The Employees Provident Fund Organisation (EPFO) hit the stock market on Thursday, with an estimated amount of Rs 5,000 crore.
Globally, equities are preferred for investing pension money. An OECD survey in 2014 shows that large pension funds globally have about 30% exposure to equity. This depends on the depth of the market, in other words, how much money it has.
KK Jalan, Central Provident Fund commissioner (also CEO, EPFO) said, “Now [moving out of] a 22,000 crore by FII could shake the market,” adding that deepening the market would make it more attractive for pension funds.
Manish Jaiswal, senior director of CRISIL said that the very arrival of pension funds to the equity market would help the deepening. “[They] have the potential to deepen capital markets and add stability in the face of short term money flows,” he said.
The EPFO, according to Jalan has plans to offer investment options to the account holders: that is, to ask them how much they want to invest in equities, bonds and other instruments.
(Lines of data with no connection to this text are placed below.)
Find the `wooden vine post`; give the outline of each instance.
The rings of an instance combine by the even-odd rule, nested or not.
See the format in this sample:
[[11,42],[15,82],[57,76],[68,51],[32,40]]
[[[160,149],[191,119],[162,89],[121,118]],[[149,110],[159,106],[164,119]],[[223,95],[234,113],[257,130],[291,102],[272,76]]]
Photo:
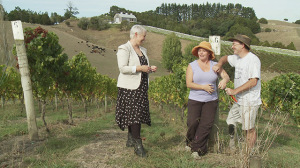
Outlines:
[[[209,42],[211,44],[212,50],[214,51],[215,55],[221,54],[221,39],[220,36],[209,36]],[[218,89],[218,95],[220,91]],[[220,151],[220,139],[219,139],[219,106],[216,111],[214,125],[211,130],[211,133],[209,135],[209,148],[213,152],[219,152]]]
[[12,21],[13,36],[16,44],[16,51],[18,57],[19,70],[21,74],[21,83],[24,93],[25,109],[27,115],[28,133],[31,141],[39,139],[38,129],[36,124],[36,117],[34,111],[34,100],[32,94],[32,85],[30,80],[30,72],[28,66],[28,59],[24,44],[24,35],[21,21]]

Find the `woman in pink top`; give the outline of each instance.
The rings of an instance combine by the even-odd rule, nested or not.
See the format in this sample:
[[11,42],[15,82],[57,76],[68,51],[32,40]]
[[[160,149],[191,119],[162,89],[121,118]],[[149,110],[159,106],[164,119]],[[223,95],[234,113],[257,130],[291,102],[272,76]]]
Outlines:
[[[217,89],[224,89],[229,76],[222,69],[219,74],[212,70],[217,63],[209,42],[203,41],[192,50],[198,57],[191,62],[186,71],[186,85],[190,88],[187,116],[187,146],[192,156],[199,159],[207,153],[207,141],[214,123],[218,107]],[[218,88],[216,82],[218,75],[222,77]]]

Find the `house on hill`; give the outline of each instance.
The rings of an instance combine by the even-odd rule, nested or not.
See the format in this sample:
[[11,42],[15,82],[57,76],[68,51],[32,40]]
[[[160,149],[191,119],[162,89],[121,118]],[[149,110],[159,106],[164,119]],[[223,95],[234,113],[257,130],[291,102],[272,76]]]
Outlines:
[[115,16],[114,16],[115,24],[120,24],[124,20],[127,20],[128,22],[137,22],[136,17],[132,13],[128,14],[128,13],[121,12],[121,13],[115,14]]

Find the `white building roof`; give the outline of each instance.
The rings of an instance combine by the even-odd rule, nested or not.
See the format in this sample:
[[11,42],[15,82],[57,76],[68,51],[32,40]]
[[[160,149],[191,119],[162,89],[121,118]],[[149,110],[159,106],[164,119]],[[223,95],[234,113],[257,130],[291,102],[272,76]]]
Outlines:
[[119,16],[122,17],[122,18],[131,18],[131,19],[136,19],[136,17],[131,13],[131,14],[128,14],[128,13],[119,13]]

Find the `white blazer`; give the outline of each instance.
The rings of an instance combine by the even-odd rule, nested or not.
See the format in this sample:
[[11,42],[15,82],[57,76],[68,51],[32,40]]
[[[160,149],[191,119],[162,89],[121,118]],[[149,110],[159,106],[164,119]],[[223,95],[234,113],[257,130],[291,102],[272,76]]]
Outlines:
[[[145,55],[149,66],[146,48],[140,47],[140,50]],[[117,59],[120,71],[117,87],[132,90],[137,89],[141,83],[142,73],[136,72],[136,66],[140,66],[141,64],[138,54],[134,51],[129,41],[118,47]]]

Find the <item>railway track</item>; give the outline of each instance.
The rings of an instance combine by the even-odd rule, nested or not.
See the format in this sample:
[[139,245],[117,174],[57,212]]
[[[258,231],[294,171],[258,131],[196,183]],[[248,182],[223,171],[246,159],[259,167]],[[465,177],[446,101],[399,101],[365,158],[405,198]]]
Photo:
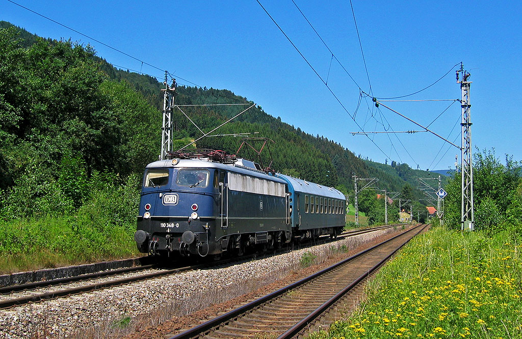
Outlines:
[[426,225],[419,225],[170,339],[300,336]]
[[[365,229],[346,232],[338,237],[338,239],[354,236],[381,229],[397,227],[397,225],[379,226]],[[326,237],[320,243],[329,241]],[[311,244],[311,246],[317,245]],[[287,251],[283,249],[276,253]],[[273,253],[266,253],[273,255]],[[248,261],[255,258],[256,255],[245,256],[240,258],[231,258],[211,263],[205,263],[166,269],[157,264],[125,268],[108,271],[54,279],[46,281],[35,282],[20,285],[0,287],[0,309],[21,306],[44,300],[55,299],[75,294],[85,293],[134,282],[165,276],[187,271],[207,268],[220,265]],[[258,256],[257,256],[258,258]]]

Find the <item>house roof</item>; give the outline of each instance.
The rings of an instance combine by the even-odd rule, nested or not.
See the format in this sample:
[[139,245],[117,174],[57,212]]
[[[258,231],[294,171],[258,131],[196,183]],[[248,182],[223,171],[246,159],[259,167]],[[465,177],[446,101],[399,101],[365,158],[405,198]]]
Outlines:
[[433,206],[426,206],[426,209],[428,210],[428,212],[430,214],[434,214],[437,212],[437,209],[435,208]]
But he said that it would depend much on the financial literacy of the investors, as only a good understanding of various financial instruments would enable them to effectively exercise this option.
Pension schemes in India, where only 8% of the working population is currently covered under social security, has been designed in Defined Benefit(DB) – where the employer, usually the government, offers you a predetermined amount in monthly instalments after your retirement– and Defined Contribution(DC) model – where employee and employer contributes to the future pension.
As DB model was not fiscally sustainable for the government, it started shifting to the DC model. One initiative was the New Pension Scheme, introduced in 2004, and opened to public in 2009.But the recent Atal Pension Yojna, aimed at the poorer unorganised sections of the population, is a combination of both the models.
Issue of regulation
Although Pension Fund Regulatory Agency (PFRDA) regulates the sector, there is dearth of data on the pension funds in the country, their corpus, and their investments.
“We need to study how many Pension Funds are there, and their total corpus,”said Jalan. Although one and half years ago EPFO reported to parliament that there were 3621 such funds in India, it later found that there were only about 1500, and could monitor online only about 23, he added.
“There are [funds] that are not investing not in accordance with the rules of the provident funds, finance ministry or EPFO,” he said. “..wrong things can happen..and has happened before,” he added.